Questions will erupt from these wide eyes and perked-up ears. As the adult, you’ll have to give your best answering their simple to surprising inquiries, like where does the rain come from, how do babies come to this world, or why the skies are blue.
Kids Deal with Their Curiosity Via Different Approaches
Children may be shown the same thing and while everyone will be curious, they will approach it in different manners. Take for instance a frog. Some may not help themselves but touch the animal. Others, on the other hand, may just want to know what those frogs think, how their voice sounds, etc.
It’s important to note that curiosity isn’t a trait you can increase over time with children. The best that teachers, parents, or caregivers can do is to stimulate their curiosity through various activities.
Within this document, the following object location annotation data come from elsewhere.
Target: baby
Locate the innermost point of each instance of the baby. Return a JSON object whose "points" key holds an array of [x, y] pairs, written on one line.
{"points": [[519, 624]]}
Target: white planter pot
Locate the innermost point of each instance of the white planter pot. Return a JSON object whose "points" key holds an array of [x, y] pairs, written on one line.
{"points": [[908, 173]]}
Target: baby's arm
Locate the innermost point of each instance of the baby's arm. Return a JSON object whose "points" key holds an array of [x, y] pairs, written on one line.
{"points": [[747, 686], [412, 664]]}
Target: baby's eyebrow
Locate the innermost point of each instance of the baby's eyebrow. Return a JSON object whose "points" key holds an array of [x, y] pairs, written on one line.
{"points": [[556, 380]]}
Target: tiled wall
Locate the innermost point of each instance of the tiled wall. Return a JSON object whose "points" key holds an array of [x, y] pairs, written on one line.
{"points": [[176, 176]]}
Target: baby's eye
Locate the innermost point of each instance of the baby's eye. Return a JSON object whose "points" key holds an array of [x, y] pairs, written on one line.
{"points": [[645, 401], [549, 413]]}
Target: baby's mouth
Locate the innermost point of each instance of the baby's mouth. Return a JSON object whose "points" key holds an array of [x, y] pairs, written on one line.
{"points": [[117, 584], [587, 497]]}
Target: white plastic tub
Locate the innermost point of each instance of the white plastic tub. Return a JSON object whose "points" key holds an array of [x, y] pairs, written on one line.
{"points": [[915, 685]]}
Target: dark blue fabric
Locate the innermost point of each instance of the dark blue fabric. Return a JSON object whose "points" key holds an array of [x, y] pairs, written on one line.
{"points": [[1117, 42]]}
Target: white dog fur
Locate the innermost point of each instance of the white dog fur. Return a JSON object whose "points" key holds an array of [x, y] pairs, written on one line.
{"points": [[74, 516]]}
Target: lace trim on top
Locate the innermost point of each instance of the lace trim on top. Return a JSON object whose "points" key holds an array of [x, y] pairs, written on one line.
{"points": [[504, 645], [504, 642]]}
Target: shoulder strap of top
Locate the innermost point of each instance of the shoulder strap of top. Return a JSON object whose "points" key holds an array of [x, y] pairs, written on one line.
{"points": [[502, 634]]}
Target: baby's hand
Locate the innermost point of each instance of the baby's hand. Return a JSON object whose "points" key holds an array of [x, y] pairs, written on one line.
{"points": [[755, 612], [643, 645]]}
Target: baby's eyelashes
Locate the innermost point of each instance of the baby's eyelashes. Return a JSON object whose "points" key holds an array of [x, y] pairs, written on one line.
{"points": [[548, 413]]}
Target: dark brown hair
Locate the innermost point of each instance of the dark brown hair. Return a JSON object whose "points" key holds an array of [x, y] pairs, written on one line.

Children who live in a monotonous environment may learn slower than their peers that are exposed to a dynamic environment, being at an age when they are most receptive to changes. If you want to foster learning in children, then it would help to expose them to varieties at home or in a daycare center.
Curiosity Is the Avenue to Learning
Being innate, we tend to forget that it’s mostly curiosity that leads us to do certain things, which is why it’s not surprising that we not only spend on our basic needs; we also spend as much time and money on entertainment or anything that keeps our mind running.
When curiosity is directed the right way, children can gain knowledge and skills that will stay with them throughout their lifetime.
In the education system, they learn most of their lifelong skills not just from academics but also from extracurricular activities like sports, clubs, field trips, or summer camps. All these can trigger their curiosity not just in the four walls of their classrooms.
Trigger Curiosity in Kids
Since a curious kid learns more and better, you might want to raise yours filled with wonders about the world that would soon translate into their careers or overall future.
At this time, what you can do is provide them with unstructured activities that can trigger their curiosity; hence, learning. Good thing, even with short attention spans, you can easily spark interest in young children.
Secure versus Anxious Children
First off, provide the children with an environment that can make them feel they can just freely ask questions and receive support in their exploration.
Take note that a secure kid will ask more questions than the anxious one, so make sure that they feel at ease. When taken to new places, secure children will feel more excited while anxious kids will just be quiet and even feel uncomfortable.
Anxiety can greatly hinder learning. Anxious children will be more hesitant to explore either their internal or external world. You can help these kids by offering them ample assurances, which would mean extra patience, attention, and time.
Curiosity Starts at Home
Children are natural mimics and the first things that they copy are from home. They get their early learning, habits, and more from their parents, so parents should strive to be great role models. Here are some tips to stimulate their curiosity:
Teach children to ask questions by wondering aloud yourself. This teaches them to put into words whatever they are wondering in their minds.
Show them to places
Bring your kids to other places. Go to museums, shows, or as simple as let them play in the backyard, so they can get their curiosity piqued outside from home.
Prompt their thinking
Before answering, ask what they’re thinking about first. Don’t guess their questions before they can say it.
Encourage their natural interest
Children gravitate to things they’re naturally interested in at certain phases. If they like dinosaurs right now, then give them anything dinosaur-related. If this just comes as a phase, then move on to another interest.
Make sure their environment is stimulating for thoughts, interactions, and learning. Get them to ask in words and make them feel supported whatever they invest their interest in.